As per the title really sad

I split from her dad when she was 20 months. She is now almost 15. Her dad was emotionally and physically abusive towards me, and has always tried to get one over on me by having no rules or boundaries at his house for DD. He pays a pittance each month in maintenance, but thinks for that that DD shouldn't have to do any chores in the house and that DD should be allowed to do as she pleases, whether that's telling DH and I to F**k off, staying up all night on the computer, or watching unsuitable films. He only sees her twice a month and has wanted no other involvement in her life, and sees everything else as 'my' job (although he is quick to have a go at me when he disagrees with my parenting). His family are the same as him.

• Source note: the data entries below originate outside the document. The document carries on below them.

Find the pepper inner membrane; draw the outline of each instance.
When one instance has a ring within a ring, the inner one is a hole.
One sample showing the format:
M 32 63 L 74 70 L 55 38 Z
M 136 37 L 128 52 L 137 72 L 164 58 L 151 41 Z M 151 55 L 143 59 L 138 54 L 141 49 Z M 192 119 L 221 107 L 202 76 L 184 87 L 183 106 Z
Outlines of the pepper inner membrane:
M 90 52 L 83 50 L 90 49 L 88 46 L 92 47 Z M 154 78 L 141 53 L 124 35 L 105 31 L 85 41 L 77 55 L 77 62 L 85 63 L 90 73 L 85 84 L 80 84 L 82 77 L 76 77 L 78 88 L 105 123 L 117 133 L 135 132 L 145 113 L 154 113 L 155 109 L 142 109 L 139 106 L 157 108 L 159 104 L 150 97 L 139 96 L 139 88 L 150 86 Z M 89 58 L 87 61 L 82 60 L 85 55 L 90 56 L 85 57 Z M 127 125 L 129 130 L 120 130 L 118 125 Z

I met DH when DD was 3 and DH has been a fantastic dad to her. We have two other children who are aged 9 and 4. We are very liberal parents and aren't strict at all (although we do have rules and boundaries about the important things IMO). DD has a great life; she has lots materially, gets taken on holidays, lifts wherever and whenever she wants them, friends round whenever she wants etc. DD has quite a selfish personality, and tends to prefer whoever lets her do as she pleases. She hates doing chores in the house and hates any rules.

She had 3 detentions at school last week. It started with one and snowballed to three as she hadn't done homework and kept refusing to go to detentions. This culminated in her having a 2 hour long detention on Friday night after school. She wanted me to phone the school and say she couldn't do it, but I refused to as IMO she deserved the detention, and she threw an almighty strop. As punishment for her behaviour, we decided she could have no internet time for the next few days, and also that we would like to check her homework diary each day to make sure she is doing homework (we have had calls from her teachers saying she hasn't been doing homework)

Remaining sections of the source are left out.